HB 5267 is primarily sponsored by Rep. Leslie Mortimer (R-Horton), who has been joined by 10 other legislators. When parents cannot agree on custody arrangements, the bill instructs courts to order joint custody unless there is clear and convincing evidence that one of the parents is unfit, unwilling, or unable to care for his or her child. A mediator will then help the parents draft a shared parenting plan based on each parent having substantially equal time with their children. The principle behind the bill is difficult to dispute—as long as both parents are fit and there are no extenuating circumstances, they should both share in parenting their children.
While the Michigan State Bar’s Family Law Section, the Michigan National Organization for Women, Domestic Violence Escape, Inc., and others have come out against the bill, joint custody is endorsed by a growing consensus of mental health and family law professionals, and research establishes that joint custody is what’s best for kids.
According to psychologist Robert Bauserman’s meta-analysis of 33 studies of children of divorce, which was published in the American Psychological Association’s Journal of Family Psychology, children in shared custody settings had fewer behavior and emotional problems, higher self-esteem, better family relations, and better school performance than children in sole custody arrangements.
A Harvard University study of 517 families conducted across a four-and-a-half year period measured depression, deviance, school effort, and school grades in children ranging in age from 10 to 18. The researchers found that the children in joint custody settings fared better on these indices than those in sole custody.
NOW claims that HB 5267 "places the interests of parents over the child’s interests." Yet when researchers have examined children of divorce, and studied and queried adult children of divorce, they’ve found that most prefer joint custody and shared parenting.
For example, a study by psychologist Joan Kelly, published in the Family and Conciliation Courts Review, found that children of divorce "express higher levels of satisfaction with joint physical custody than with sole custody arrangements," and cite the "benefit of remaining close to both parents" as an important factor.
When Arizona State University psychology professor William Fabricius conducted a study of college students who had experienced their parents’ divorces while they were children, he found that over two-thirds believed that "living equal amounts of time with each parent is the best arrangement for children." His findings were published in Family Relations in 2003.
Under current law, judges decide custody cases based on the 12 factors delineated in Michigan’s Best Interest of the Child Test. Both the Michigan Bar and Michigan NOW assure us that this system is effective and should not be changed. However, the 12 factors fail to place sufficient emphasis on protecting children’s relationships with both parents. According to the Michigan Family Independence Agency, the most common parenting time schedule in Michigan allows children only 15% physical time with their noncustodial parents.
Moreover, the custody decisions based on the factors are often subjective and arbitrary.
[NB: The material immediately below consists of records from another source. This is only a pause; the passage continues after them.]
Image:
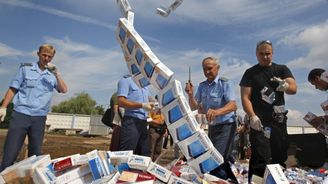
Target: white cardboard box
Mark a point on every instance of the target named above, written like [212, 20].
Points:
[139, 162]
[170, 93]
[274, 175]
[207, 161]
[176, 110]
[195, 145]
[159, 172]
[183, 128]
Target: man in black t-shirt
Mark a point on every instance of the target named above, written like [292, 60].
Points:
[262, 92]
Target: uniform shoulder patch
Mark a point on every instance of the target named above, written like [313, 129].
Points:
[224, 78]
[127, 76]
[26, 64]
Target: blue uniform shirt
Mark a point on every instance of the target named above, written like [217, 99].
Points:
[216, 95]
[129, 89]
[34, 90]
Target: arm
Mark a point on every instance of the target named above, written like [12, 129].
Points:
[8, 97]
[246, 102]
[190, 91]
[61, 85]
[229, 107]
[123, 102]
[292, 89]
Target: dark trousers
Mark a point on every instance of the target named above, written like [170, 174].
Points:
[134, 136]
[156, 142]
[21, 125]
[268, 151]
[115, 140]
[222, 136]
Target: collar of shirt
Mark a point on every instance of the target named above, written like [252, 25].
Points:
[215, 81]
[35, 67]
Under HB 5267 a court cannot deny requests for joint custody without stating its reasons on the record.
Michigan NOW also asserts that HB 5267 will "further impoverish children of separated or divorced parents" because in Michigan, as in most states, the amount of physical time divorced parents spend with their children and the concomitant expenses are calculated into the child support obligation. These fears are also unwarranted.
Research demonstrates that joint custody leads to higher rates of child support compliance. This isn’t surprising, since parents who are permitted little role in their children’s lives have less motivation to make sacrifices for them. Also, under the current system noncustodial parents are often forced to wage expensive court battles in order to protect their time and relationships with their children. These parents end up supporting lawyers instead of kids.
While Michigan NOW is correct that there are fathers who put their pocketbooks above their children’s best interests, they ignore the obvious converse. If a dad may seek 40 or 50% physical time with his children simply to lower his child support obligation, doesn’t it also hold that a mother may seek 85% physical time in order to increase it?
Both Domestic Violence Escape and NOW claim that the bill will put abused women in harm’s way. According to DOVE, HB 5267 "sends a clear message to battered women and children that the ’rights’ of a batterer take precedence over their safety and wellbeing." Yet under HB 5267 only fit parents are eligible for joint custody—battered mothers should and would receive sole custody.
Unfortunately NOW, DOVE and other misguided women’s advocates seem capable of recognizing only two types of divorces—ones where both spouses agree on a custody arrangement, and divorces involving domestic violence. However, the overwhelming majority of breakups fit neither profile. Instead, decent, fit parents often cannot agree on custody. In such cases, HB 5267 will ensure that children won’t see one of the two people they love the most pushed to the margins of their lives.